The silver blade swept through their lines. In its wake, bodies fell like wheat. Where the edge of the blade passed, grand knights, grand wizards, and mages all perished alike, erased from existence wholesale.

And that was only the beginning. From the same rift that Aurelian had torn open descended another—Miselyx, the white dragon, last surviving patriarch of the dragonkin.

Feeling the chill of the St. Anna snowfields, he inhaled deeply, satisfied. After all, this kingdom might well become the first new home for dragons upon the continent.

Then the dragon's innate mana circuits flared to life. A white dragon, Miselyx could control ice mana unlike any other being.

The lingering frost essence that had gathered around the ancient ruins,undispersed even after centuries, now converged upon Miselyx. A storm of blizzards and ice spears took form above the plain, a maelstrom of frost that spanned the heavens.

Within that storm, colossal shards of glacial ice coalesced, molded, and then plummeted toward the Sarybin host below like the wrath of winter itself.

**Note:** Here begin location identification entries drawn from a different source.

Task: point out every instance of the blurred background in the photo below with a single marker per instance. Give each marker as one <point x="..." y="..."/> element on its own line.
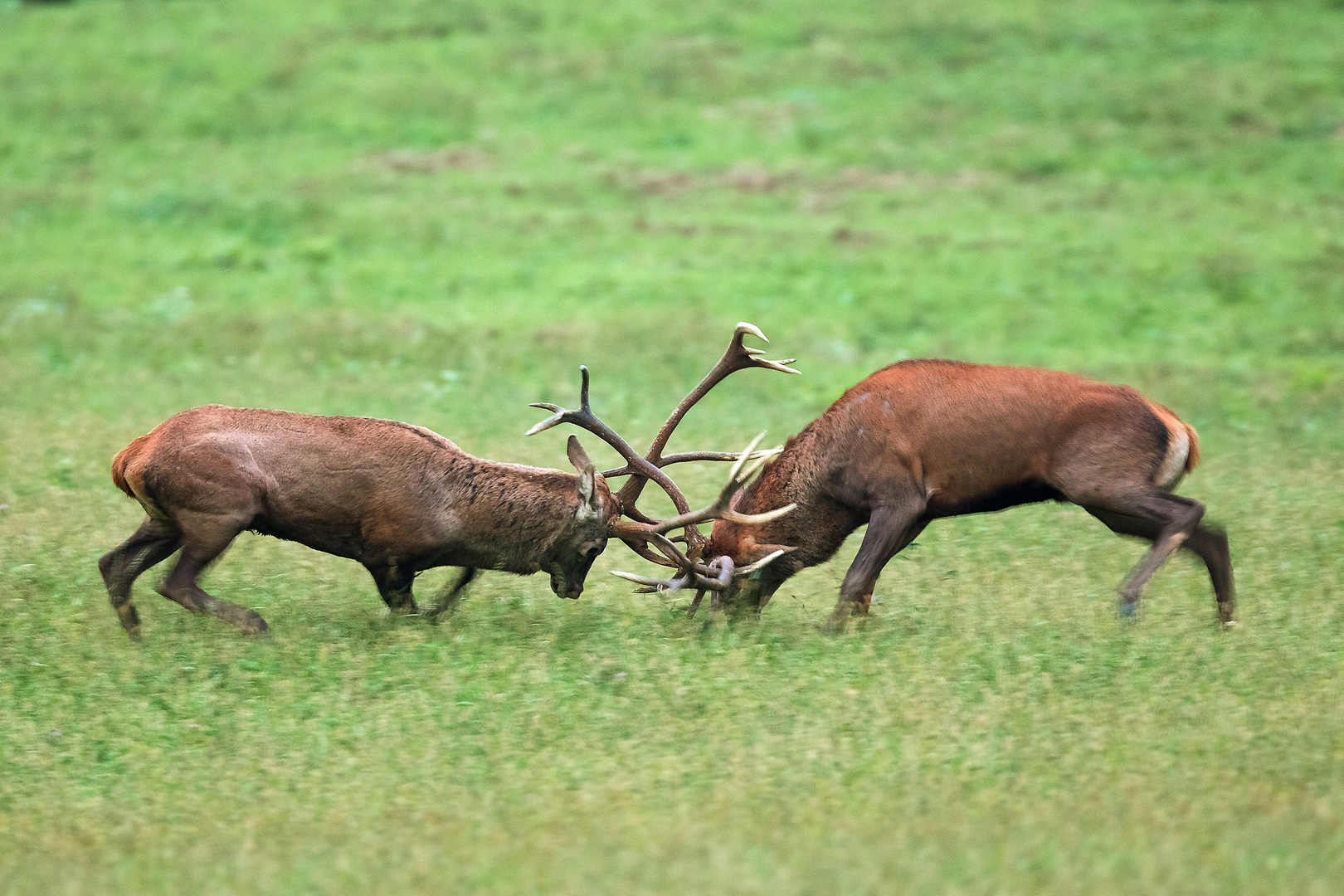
<point x="435" y="212"/>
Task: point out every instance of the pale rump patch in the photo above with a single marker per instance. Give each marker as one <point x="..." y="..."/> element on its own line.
<point x="1174" y="465"/>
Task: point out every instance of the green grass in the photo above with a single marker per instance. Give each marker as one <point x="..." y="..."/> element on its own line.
<point x="436" y="212"/>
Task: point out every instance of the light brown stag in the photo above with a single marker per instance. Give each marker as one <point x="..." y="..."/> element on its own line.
<point x="396" y="497"/>
<point x="923" y="440"/>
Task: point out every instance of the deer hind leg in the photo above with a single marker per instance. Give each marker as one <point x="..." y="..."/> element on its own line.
<point x="1209" y="543"/>
<point x="1168" y="520"/>
<point x="890" y="528"/>
<point x="394" y="585"/>
<point x="205" y="538"/>
<point x="449" y="596"/>
<point x="152" y="543"/>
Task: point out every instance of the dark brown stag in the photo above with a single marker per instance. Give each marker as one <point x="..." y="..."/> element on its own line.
<point x="398" y="499"/>
<point x="923" y="440"/>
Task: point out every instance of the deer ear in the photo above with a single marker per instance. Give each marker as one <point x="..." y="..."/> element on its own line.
<point x="587" y="473"/>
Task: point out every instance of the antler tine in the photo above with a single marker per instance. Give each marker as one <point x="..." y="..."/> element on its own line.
<point x="737" y="358"/>
<point x="721" y="509"/>
<point x="585" y="418"/>
<point x="683" y="457"/>
<point x="763" y="562"/>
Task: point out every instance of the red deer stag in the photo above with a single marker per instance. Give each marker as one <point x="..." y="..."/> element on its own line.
<point x="923" y="440"/>
<point x="398" y="499"/>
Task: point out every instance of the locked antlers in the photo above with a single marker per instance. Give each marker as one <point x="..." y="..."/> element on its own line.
<point x="641" y="531"/>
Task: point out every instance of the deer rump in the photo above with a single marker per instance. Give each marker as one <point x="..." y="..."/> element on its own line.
<point x="923" y="440"/>
<point x="396" y="497"/>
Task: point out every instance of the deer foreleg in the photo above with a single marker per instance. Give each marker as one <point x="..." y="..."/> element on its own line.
<point x="394" y="586"/>
<point x="890" y="528"/>
<point x="449" y="596"/>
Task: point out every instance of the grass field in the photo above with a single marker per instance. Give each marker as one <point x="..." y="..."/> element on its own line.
<point x="436" y="212"/>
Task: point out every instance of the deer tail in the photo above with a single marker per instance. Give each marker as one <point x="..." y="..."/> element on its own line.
<point x="119" y="465"/>
<point x="1192" y="455"/>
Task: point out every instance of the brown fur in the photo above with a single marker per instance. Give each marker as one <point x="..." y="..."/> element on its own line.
<point x="925" y="440"/>
<point x="399" y="499"/>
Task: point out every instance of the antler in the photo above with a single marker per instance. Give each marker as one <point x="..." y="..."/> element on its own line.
<point x="737" y="358"/>
<point x="713" y="577"/>
<point x="585" y="418"/>
<point x="641" y="469"/>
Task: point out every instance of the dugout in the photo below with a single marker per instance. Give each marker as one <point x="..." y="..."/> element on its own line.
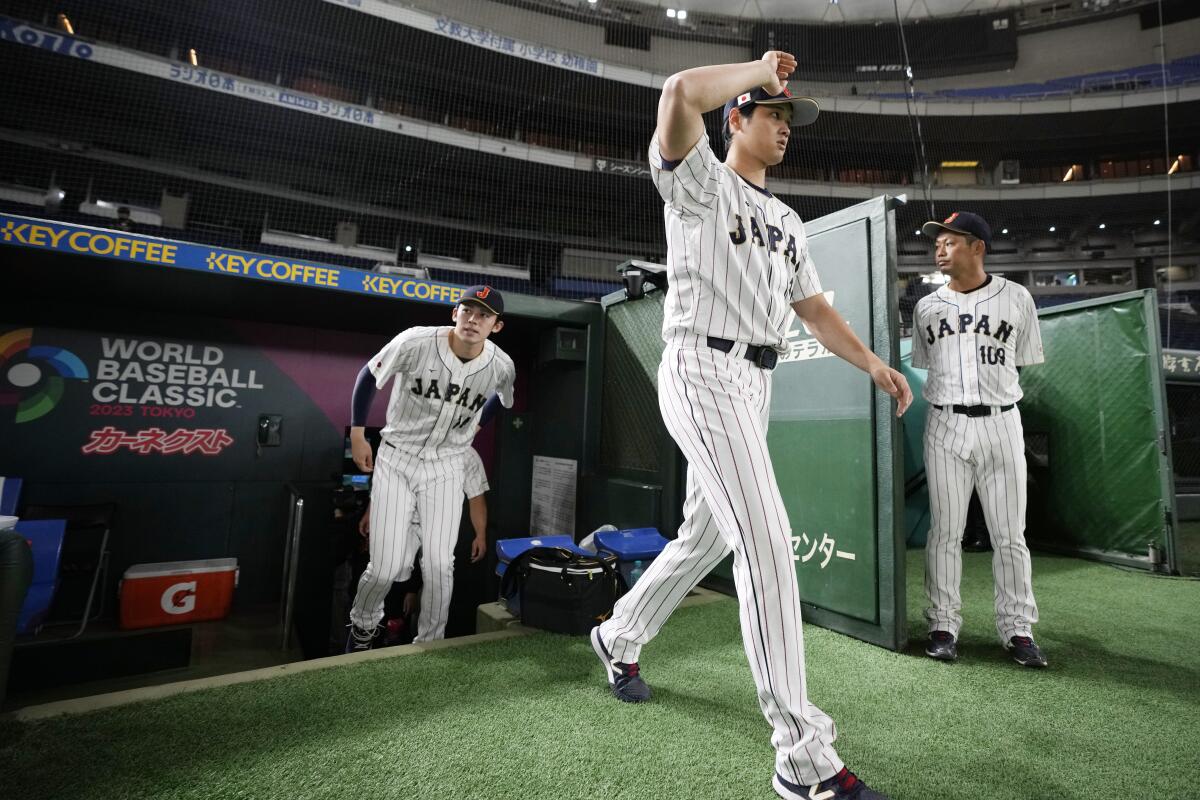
<point x="105" y="329"/>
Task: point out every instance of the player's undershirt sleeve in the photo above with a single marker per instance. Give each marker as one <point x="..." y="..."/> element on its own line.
<point x="361" y="397"/>
<point x="693" y="184"/>
<point x="805" y="283"/>
<point x="919" y="344"/>
<point x="505" y="389"/>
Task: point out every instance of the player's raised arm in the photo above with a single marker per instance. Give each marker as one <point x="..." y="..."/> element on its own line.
<point x="691" y="92"/>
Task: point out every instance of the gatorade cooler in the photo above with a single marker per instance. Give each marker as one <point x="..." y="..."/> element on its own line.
<point x="174" y="593"/>
<point x="508" y="549"/>
<point x="630" y="547"/>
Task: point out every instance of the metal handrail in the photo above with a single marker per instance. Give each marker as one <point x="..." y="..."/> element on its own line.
<point x="291" y="561"/>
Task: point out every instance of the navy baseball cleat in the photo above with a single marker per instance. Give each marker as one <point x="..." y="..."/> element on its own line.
<point x="843" y="786"/>
<point x="942" y="645"/>
<point x="359" y="639"/>
<point x="624" y="679"/>
<point x="1025" y="651"/>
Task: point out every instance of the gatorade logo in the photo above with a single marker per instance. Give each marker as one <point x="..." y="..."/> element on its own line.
<point x="179" y="597"/>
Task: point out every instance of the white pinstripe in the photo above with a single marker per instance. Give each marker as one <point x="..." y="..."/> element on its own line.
<point x="970" y="365"/>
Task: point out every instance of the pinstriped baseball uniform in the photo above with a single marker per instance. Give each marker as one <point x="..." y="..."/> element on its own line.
<point x="971" y="343"/>
<point x="737" y="259"/>
<point x="435" y="407"/>
<point x="474" y="485"/>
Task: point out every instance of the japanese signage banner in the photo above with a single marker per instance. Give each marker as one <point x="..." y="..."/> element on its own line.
<point x="150" y="251"/>
<point x="478" y="36"/>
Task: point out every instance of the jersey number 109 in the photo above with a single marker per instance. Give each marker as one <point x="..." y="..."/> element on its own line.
<point x="991" y="355"/>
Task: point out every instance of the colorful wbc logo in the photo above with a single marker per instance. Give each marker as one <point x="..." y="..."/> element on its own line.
<point x="34" y="376"/>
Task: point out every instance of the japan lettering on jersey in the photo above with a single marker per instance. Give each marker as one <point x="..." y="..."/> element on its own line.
<point x="737" y="256"/>
<point x="436" y="398"/>
<point x="973" y="342"/>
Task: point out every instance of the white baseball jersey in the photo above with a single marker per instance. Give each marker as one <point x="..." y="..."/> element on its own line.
<point x="737" y="260"/>
<point x="972" y="342"/>
<point x="737" y="256"/>
<point x="437" y="398"/>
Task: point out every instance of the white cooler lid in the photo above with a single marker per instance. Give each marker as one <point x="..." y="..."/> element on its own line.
<point x="180" y="567"/>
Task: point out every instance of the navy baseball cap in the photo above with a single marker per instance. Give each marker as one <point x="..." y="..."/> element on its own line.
<point x="804" y="109"/>
<point x="961" y="222"/>
<point x="484" y="295"/>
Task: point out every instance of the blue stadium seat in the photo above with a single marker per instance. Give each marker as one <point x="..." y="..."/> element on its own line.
<point x="45" y="536"/>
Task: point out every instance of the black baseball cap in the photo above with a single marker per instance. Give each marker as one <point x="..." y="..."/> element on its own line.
<point x="484" y="295"/>
<point x="961" y="222"/>
<point x="804" y="109"/>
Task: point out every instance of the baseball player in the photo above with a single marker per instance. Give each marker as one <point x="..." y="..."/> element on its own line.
<point x="443" y="378"/>
<point x="972" y="335"/>
<point x="738" y="268"/>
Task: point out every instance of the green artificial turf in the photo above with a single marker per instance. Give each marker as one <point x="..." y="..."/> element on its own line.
<point x="1116" y="715"/>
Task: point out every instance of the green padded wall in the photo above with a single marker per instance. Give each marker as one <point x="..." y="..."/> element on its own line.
<point x="1105" y="489"/>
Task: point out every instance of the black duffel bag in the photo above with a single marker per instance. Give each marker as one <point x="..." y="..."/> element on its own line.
<point x="563" y="591"/>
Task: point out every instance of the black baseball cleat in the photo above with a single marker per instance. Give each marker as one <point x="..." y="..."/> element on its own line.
<point x="359" y="639"/>
<point x="843" y="786"/>
<point x="1026" y="653"/>
<point x="942" y="645"/>
<point x="624" y="679"/>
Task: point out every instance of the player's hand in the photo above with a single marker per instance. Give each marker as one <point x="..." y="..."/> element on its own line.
<point x="894" y="384"/>
<point x="360" y="450"/>
<point x="783" y="64"/>
<point x="478" y="548"/>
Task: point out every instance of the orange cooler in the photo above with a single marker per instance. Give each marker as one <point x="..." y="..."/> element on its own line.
<point x="174" y="593"/>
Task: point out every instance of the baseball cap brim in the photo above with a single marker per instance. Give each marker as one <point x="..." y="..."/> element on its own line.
<point x="804" y="109"/>
<point x="463" y="301"/>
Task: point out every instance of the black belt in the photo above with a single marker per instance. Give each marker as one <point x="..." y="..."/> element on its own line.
<point x="760" y="355"/>
<point x="977" y="410"/>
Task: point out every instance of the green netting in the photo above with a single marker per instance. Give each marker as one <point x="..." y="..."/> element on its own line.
<point x="631" y="428"/>
<point x="1095" y="421"/>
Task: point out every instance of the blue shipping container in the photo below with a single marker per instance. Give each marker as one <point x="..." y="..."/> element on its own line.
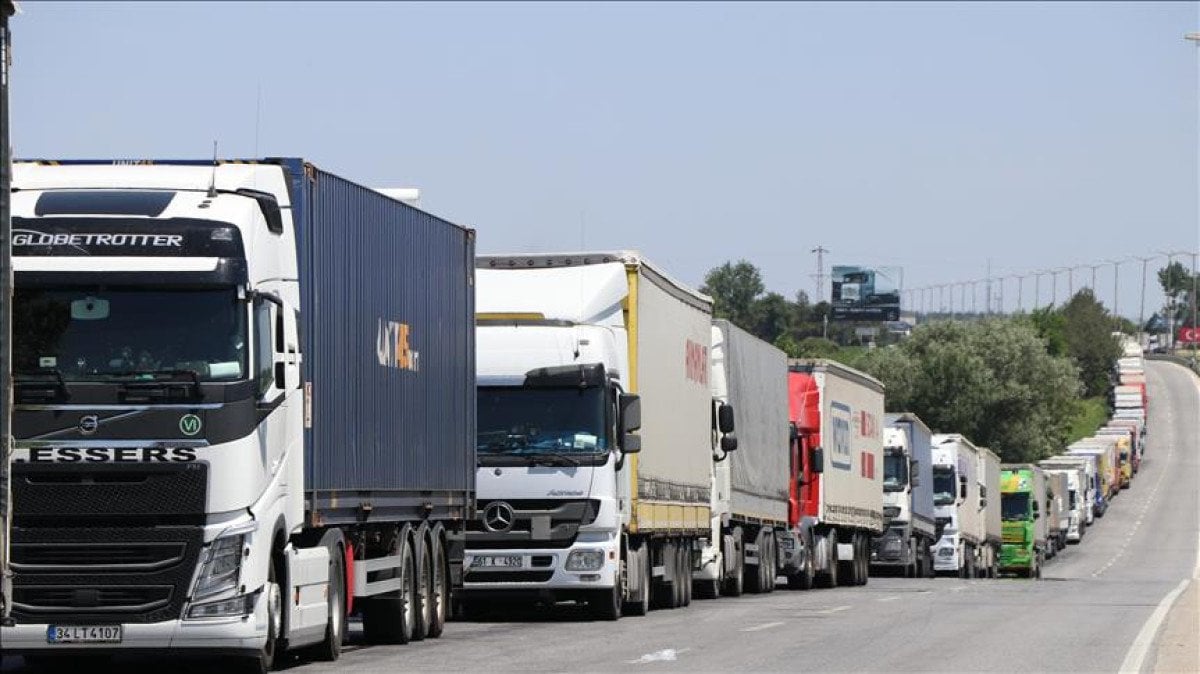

"Seems I wasn't wrong after all," Edward said softly. "No creature on the continent would ever wish to stand against the dragons. If they hadn't vanished from this world, no other race would have become its masters."

He spoke with genuine awe. Despite all his preparations, the sight surpassed all imagination.

Under the watchful eyes of Winterhold's people and the other dragons that had crossed through the rift, a mountain-sized glacier descended upon the Saryben army, crushing all beneath its frozen weight.